イギリス国内に実作品がないなどの条件で毎年セレクトされ、日本人によるものでは4作目になる。「自然と人工的なものが交差し、風景の一部になるようにイメージしました」と、世界各地に古くからある石材で葺いた屋根に着目。イギリスで屋根材に使われる天然スレートを使って地域性を出す一方、無国籍的なものを表現したという。
グリッドとテンション構造が重たい屋根を支えている。
床を池に見立て、鳥が羽を休めるイメージでデザインされた蓮の葉形のスツールとテーブル。
グリッドとテンション構造が重たい屋根を支えている。
床を池に見立て、鳥が羽を休めるイメージでデザインされた蓮の葉形のスツールとテーブル。

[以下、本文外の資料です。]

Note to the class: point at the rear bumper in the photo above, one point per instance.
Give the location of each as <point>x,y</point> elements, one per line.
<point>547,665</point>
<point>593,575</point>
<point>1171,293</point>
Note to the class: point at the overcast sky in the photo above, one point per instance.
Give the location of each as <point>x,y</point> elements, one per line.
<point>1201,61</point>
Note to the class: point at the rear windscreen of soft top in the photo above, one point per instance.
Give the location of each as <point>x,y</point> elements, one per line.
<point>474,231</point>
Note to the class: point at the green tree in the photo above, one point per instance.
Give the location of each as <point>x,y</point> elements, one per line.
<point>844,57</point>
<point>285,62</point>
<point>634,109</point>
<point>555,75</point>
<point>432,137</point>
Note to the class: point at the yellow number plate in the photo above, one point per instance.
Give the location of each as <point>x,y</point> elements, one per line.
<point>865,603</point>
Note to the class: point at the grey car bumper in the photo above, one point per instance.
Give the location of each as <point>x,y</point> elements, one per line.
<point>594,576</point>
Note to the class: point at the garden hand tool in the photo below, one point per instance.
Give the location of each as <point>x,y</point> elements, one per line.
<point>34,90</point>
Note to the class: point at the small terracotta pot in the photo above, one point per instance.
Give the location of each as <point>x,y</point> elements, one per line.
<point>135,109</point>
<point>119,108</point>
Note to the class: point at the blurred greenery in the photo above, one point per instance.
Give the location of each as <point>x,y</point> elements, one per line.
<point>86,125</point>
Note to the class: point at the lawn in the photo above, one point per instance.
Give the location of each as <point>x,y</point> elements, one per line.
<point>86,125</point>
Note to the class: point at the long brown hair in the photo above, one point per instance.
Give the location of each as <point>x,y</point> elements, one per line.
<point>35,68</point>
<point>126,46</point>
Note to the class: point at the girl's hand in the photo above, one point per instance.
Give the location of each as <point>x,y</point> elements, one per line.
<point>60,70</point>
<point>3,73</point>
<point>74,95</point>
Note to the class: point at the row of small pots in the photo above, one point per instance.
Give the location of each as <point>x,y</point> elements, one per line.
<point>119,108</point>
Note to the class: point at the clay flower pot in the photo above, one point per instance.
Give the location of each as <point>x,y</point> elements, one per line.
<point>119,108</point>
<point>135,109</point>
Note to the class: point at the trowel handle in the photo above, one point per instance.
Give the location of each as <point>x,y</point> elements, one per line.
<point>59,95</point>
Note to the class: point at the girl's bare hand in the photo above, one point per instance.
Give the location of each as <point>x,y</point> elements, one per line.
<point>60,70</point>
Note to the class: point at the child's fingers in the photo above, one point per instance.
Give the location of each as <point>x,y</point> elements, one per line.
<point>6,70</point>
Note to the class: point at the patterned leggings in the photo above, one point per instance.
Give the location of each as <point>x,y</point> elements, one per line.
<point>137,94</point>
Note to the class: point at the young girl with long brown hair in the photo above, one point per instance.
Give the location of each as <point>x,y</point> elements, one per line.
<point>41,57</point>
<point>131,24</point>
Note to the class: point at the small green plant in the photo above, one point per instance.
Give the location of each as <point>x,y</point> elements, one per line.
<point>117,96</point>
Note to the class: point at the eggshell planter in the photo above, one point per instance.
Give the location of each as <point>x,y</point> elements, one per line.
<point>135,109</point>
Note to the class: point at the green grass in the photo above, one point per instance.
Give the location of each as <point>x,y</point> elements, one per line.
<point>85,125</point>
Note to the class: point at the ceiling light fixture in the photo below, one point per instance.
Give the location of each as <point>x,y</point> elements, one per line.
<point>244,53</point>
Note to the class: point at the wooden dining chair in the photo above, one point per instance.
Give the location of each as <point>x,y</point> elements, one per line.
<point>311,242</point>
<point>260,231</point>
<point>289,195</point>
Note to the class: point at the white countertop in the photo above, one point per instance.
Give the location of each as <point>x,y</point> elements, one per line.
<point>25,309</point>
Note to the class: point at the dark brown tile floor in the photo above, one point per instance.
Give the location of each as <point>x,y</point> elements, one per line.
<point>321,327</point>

ランダムにスレートが積まれたなだらかに弧を描く屋根は、石の丘のようにも翼を広げた鳥のようにも見える。その下の洞窟的な空間では細い柱が雨のように林立する。重い屋根をあえて細い柱が支えるように見せるため、構造上のこだわりも石上建築ならではのもの。世界に羽ばたく石上の姿とも重ねてみたいパビリオンだ。
インタビューに答える石上純也。

〈Serpentine Gallery〉

Kensington Gardens London W2 3XA TEL (44)20 7402 6075。10時〜18時。月曜休。入場無料。10月6日まで。